MrsM sounds like stage 2 to me. Though the new 2-stage process has only been in force since July 2013 and perhaps your LA hasn't fully implemented it yet? You can find what the different stages are supposed to entail, online, for example at first4adoption. First stage is mostly background checks, medicals, and prep group, whereas second stage is 'home study'.
Tfsp I think there is a concentration on looking at loss and separation and how you have dealt with these issues (might not be a good idea to say you weren't affected) because you probably were, because all children will be experiencing loss and separation from their birthparents or siblings/foster carers and the children in that household. And of course for children it is so much worse than adults as they are unable to "process" the loss and can be very distressed and confused at the losses they have sustained.
Someone asked about the length of the sessions. To some extent this does depend on how much people talk. I never let sessions go beyond 2 hours as I think that is the maximum time assessor and applicants can be expected to concentrate on the assessment.
tsfp you say about how you cope with loss, in a certain way.
It just strikes me that it may be helpful to read up on the Internet or elsewhere how children or others cope with loss as your new little one may deal with things differently to you. You will need to help them deal with the loss of their birth parents/foster family and all they have known up to that point. They may deal with it differently to you. You will need to help them in their way.

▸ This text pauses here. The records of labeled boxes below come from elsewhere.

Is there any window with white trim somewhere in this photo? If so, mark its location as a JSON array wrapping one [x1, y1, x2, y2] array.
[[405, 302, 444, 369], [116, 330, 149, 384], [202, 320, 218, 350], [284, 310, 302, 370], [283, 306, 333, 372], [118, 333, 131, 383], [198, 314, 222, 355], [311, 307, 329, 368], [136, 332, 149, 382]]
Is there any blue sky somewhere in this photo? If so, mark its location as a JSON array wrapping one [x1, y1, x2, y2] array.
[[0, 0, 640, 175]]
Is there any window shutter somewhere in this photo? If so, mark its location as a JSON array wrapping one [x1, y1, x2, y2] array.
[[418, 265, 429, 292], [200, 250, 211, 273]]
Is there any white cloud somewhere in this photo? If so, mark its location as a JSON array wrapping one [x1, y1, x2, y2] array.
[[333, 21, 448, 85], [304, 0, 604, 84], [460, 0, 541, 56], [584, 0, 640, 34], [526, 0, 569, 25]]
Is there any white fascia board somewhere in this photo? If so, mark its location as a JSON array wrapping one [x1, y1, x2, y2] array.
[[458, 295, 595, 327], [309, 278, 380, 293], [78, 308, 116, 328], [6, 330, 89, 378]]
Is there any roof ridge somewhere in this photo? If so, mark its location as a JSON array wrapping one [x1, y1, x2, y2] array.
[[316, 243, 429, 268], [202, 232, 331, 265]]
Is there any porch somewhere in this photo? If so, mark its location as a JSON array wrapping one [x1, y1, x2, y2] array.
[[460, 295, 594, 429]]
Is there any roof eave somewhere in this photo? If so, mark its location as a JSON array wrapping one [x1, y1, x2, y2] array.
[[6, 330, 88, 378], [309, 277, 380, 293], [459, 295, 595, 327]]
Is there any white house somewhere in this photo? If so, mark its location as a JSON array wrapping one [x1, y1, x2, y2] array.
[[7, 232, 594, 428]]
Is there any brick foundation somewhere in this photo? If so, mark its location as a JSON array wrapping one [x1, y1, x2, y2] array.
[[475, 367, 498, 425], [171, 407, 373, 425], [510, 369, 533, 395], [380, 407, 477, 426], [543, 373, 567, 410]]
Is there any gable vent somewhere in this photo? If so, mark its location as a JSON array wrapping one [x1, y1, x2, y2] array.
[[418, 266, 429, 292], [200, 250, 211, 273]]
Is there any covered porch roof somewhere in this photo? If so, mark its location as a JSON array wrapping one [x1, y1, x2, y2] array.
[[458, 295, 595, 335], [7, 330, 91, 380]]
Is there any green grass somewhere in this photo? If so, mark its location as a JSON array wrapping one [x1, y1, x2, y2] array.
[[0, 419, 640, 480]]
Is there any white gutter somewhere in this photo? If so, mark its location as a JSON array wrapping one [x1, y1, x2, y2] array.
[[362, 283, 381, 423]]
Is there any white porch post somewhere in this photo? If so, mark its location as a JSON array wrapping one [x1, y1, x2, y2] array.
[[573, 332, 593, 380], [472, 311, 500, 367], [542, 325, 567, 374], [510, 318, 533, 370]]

Actually, I am talking to myself as this is what i will need to do! So if you do find anything helpful in books or on the web, please tell me!
Hi all. Thanks again.
Italiangreyhound - that's a really good idea, I have loads of books about attachment but the loss isn't always covered. I'll look into it.

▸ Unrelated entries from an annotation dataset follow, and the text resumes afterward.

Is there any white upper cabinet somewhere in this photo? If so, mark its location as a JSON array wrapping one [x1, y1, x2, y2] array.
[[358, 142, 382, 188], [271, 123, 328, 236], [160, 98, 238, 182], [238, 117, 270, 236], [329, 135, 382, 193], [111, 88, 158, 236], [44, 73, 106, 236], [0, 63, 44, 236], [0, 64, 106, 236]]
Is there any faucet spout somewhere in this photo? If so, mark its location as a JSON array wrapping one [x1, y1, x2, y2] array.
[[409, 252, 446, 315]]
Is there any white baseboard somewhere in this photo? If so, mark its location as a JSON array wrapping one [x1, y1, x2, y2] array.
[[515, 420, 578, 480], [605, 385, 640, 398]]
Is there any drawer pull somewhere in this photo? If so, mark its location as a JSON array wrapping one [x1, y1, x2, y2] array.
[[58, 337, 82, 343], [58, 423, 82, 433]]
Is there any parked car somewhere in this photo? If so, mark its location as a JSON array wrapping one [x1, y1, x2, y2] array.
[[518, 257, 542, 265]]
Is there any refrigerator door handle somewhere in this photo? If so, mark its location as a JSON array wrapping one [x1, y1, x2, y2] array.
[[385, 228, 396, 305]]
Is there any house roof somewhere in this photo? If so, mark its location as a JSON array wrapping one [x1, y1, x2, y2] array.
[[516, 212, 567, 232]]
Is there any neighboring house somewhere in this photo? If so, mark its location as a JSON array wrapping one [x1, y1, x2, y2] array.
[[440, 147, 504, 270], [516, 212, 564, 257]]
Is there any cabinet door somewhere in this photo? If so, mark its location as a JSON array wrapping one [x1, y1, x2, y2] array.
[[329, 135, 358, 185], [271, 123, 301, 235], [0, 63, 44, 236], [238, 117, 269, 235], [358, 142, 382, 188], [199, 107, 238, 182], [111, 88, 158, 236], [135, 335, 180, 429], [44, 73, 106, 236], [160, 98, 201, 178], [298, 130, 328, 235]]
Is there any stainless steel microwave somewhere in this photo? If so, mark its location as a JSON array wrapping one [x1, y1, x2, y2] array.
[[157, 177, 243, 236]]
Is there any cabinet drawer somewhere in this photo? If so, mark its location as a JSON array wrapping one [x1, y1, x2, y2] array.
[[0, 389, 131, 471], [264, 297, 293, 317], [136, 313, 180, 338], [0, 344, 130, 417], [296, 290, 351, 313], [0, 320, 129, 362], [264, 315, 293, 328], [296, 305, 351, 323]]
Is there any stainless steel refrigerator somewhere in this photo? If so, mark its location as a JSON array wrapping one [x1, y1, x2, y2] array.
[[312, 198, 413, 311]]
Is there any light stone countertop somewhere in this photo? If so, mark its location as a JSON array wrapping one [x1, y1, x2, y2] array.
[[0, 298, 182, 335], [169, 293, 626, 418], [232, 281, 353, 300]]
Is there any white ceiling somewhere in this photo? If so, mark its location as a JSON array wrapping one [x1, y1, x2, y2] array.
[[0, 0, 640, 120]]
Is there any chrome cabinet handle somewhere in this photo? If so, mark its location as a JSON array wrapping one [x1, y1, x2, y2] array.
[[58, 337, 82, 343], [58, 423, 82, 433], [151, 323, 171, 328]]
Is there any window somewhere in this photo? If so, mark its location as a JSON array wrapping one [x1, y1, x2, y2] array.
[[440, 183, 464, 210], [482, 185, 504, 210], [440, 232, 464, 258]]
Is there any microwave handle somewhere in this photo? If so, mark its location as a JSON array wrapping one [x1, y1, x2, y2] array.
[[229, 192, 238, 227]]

2/3 hours is fine - I wondered if it would be an all day thing. Not that we would make plans - just nice to know!
NanaNina - I can see what you're saying about loss but I was and am still very resilient. When I was nine my parents divorced I was a bit sad but not really phased. And when I was 15 I found out I was infertile - again a bit sad at first but after a few hours I was ok. Maybe I need to read into loss a bit more (as italiangreyhound suggested) to see if I am more affected by it than I think!
Just waiting for the call to arrange the first meeting now. They said on Friday it would be soon!

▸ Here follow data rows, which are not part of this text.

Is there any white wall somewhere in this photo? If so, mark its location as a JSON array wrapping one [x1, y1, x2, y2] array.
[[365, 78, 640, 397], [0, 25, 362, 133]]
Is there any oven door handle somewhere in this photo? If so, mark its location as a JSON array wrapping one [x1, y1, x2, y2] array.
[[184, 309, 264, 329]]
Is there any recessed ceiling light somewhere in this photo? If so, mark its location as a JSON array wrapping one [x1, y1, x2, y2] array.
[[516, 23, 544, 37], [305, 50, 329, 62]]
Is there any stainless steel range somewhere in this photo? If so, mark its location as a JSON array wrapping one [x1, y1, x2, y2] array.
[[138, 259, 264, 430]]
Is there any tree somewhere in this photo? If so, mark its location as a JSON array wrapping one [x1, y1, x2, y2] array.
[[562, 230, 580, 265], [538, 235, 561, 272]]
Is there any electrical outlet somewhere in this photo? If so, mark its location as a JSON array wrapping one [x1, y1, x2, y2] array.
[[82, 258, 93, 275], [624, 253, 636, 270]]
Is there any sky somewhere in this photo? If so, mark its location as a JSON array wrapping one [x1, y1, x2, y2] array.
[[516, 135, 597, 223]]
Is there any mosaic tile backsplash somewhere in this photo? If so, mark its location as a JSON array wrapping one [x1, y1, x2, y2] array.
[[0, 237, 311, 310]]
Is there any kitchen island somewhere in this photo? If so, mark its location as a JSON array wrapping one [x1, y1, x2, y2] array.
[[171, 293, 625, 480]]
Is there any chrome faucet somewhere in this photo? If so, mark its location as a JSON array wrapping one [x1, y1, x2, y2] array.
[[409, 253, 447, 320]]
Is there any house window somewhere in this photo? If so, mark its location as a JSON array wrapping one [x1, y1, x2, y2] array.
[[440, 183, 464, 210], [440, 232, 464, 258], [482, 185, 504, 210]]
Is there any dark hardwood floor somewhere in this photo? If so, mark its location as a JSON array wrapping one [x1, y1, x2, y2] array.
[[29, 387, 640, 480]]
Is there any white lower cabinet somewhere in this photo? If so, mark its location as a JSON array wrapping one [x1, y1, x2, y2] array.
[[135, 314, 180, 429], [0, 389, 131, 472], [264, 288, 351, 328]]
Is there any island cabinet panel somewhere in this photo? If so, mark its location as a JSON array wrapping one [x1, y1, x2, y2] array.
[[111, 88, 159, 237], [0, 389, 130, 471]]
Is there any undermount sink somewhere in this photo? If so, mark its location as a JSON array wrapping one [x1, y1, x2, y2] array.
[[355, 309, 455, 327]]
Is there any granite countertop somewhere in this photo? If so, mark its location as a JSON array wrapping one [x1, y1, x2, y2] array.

Our meetings have been two hours at most. Our sw said they will take as long as they need, they set a target of what they want To go over per visit so it just depends on how much info you give them. If you don't give enough it will take longer. They fly in though x
Oh and our sessions varied between 2 and 6 hours - that's because our social worker was travelling a long way though so we'd do a morning session, break for lunch then an afternoon in order to make the best use of her time.